Test for competitive antagonism between EtOH and Ro15-4513. Ro15-4513 saturation binding was performed in the presence of 10, 30, and 50 mM EtOH. Individual curves were fitted with the Hill equation (shown as black curves). Colored curves are derived from a simultaneous least-square fit of the entire data set by using the following equation: [³H]Ro15-4513 = (f/1 − f)^1/h × K_d × (1 + [EtOH]/K_{d EtOH}). [³H]Ro15-4513 is the concentration of [³H]Ro15-4513 to reach a fractional occupancy (f), h is the Hill coefficient, K_d is the dissociation constant for [³H]Ro15-4513, and the term (1 + [EtOH]/K_{d EtOH}) is derived from the Schild–Gaddum equation and describes the decreased receptor occupancy by Ro15-4513 in the presence of the proposed competitive antagonist EtOH, where [EtOH] is the EtOH concentration, and K_{d EtOH} is the dissociation constant for EtOH. The best fit of curves was obtained with a Hill coefficient of 1.1, a K_{d EtOH} of 8.0 mM, and a K_d for Ro15-4513 of 7.5 nM. (Inset) Dissociation of [³H]Ro15-4513 from α₄β₃δ receptors equilibrated with 5 nM [³H]Ro15-4513. The unbinding rate of [³H]Ro15-4513 was measured by adding excess (1 μM) cold Ro15-4513 followed by rapid filtration after ≈0.5, 1, 2, 5, and 10 min, and counting the amount of bound hot ligand. To test the effect of EtOH on the dissociation rate, 200 mM EtOH was added instead of cold Ro15-4513 to prevent rebinding of the radioligand after dissociation. This experiment is representative for a total of three experiments that were performed.

The decrease in receptor occupancy in the presence of competitive antagonists, as described by the Schild–Gaddum equation, is due to a reduction in the apparent association rate of ligands (binding sites occupied by the competitive ligand are not available for binding), without changes in the dissociation rate (i.e., the residence time of ligands in their binding sites). Therefore, we decided to determine the dissociation rate of [³H]Ro15-4513 from recombinant α₄β₃δ receptors by measuring unbinding after the addition of excess cold (1 μM) Ro15-4513 or a high concentration of EtOH (200 mM) to a receptor preparation equilibrated with 5 nM [³H]Ro15-4513. Excess (1 μM) Ro15-4513 as well as 200 mM EtOH led to essentially identical [³H]Ro15-4513 ligand dissociation rates, showing that EtOH does not decrease the residence time of [³H]Ro15-4513 in its receptor (Fig. 3 Inset). This result suggests that EtOH, even at 200 mM, does not allosterically alter the binding pocket.

Ro15-4513 Binding to α₄β₃δ GABA_ARs Is Inhibited by Ligands That Prevent the Behavioral Alcohol Antagonism of Ro15-4513.
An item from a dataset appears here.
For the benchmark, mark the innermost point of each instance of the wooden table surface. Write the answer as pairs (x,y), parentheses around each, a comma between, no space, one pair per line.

To further characterize the [³H]Ro15-4513 binding site on the δ subunit receptors, we performed competition binding experiments on recombinant (α₄β₃δ) and native (cow cerebellum) immunopurified δ subunit-containing receptors with BZ site ligands that have been shown to reverse the behavioral alcohol antagonism of Ro15-4513 [flumazenil, β-CCE, and N-methyl-β-carboline-3-carboxamide (FG7142)] (22, 31) and the imidazo-BZs (Ro15-4513/flumazenil structural analogs) RY024 and RY080. RY024 has been described as a behavioral alcohol antagonist (32, 33). We show that like “cold” Ro15-4513, flumazenil, RY024, and RY080, and the β-carbolines β-CCE and FG7142, displaced [³H]Ro15-4513 from its binding site on α₄β₃δ receptors (Fig. 4). Therefore, ligands that block EtOH enhancement of α_4/6β₃δ GABA_AR currents, such as Ro15-4513, or that reverse the alcohol-antagonist activity of Ro15-4513 (flumazenil and β-CCE) (21, 29, 45), are also able to displace [³H]Ro15-4513 binding. However, most other BZ site ligands [including all of the tested classical BZ agonists (DZ, flurazepam, flunitrazepam, and midazolam), the β-carboline DMCM, and the BZ site ligands zolpidem and zopiclone] that are known to bind with high affinity to the classical BZ sites in γ₂ subunit-containing receptors do not displace [³H]Ro15-4513 from this binding site on δ receptors at reasonable concentrations (Fig. 5 and Table 1). This observation is consistent with the notion that these compounds will not prevent the alcohol-antagonist activity of Ro15-4513. The GABA_AR channel antagonist picrotoxinin (100 μM) did not inhibit binding.

Fig. 4.

Pharmacological characterization of the [³H]Ro15-4513-binding site. Displacement of 10 nM [³H]Ro15-4513 by the BZ antagonist flumazenil (Ro15-1788), the Ro15-4513 congeners RY080 and RY024, and the BZ site ligands and β-CCE on recombinant α₄β₃δ receptors expressed in HEK cells. Very similar results were obtained displacing [³H]Ro15-4513 with flumazenil, FG7142, and β-CCE from native immunopurified δ subunit-containing cow cerebellar GABA_ARs (data not shown).

Table 1.

Activity of 13 selected BZ site ligands on the [³H]Ro15-4513 binding site on α4β3δ GABA_ARs

Drug	Ki, nM
Ro15-4513	Kd 7.5
RY080	6.5
Flumazenil	8.3
β-CCE	10.4
FG7142	78.8
RY024	111.4
DMCM	>1,000
Bretazenil	≫1,000
Midazolam	≫1,000
Diazepam	≫1,000
Flunitrazepam	≫1,000
Flurazepam	≫1,000
Zopiclone	>1,000
Zolpidem	≫1,000

K_i values were determined based on the ability to displace [³H]Ro15-4513 (5 nM) from recombinant α4β3δ receptors harvested from transiently transfected HEK293 cells. The concentrations resulting in half-maximal inhibition of specific [³H]Ro15-4513 binding were converted to K_i values by using the Cheng-Prusoff relationship (44) and the K_d value for [³H]Ro15-4513 of 7.5 nM. K_i values above 1,000 nM are grouped into two categories: less than 10% inhibition (≫1,000) and between 10% and 50% inhibition at 1,000 nM (>1,000).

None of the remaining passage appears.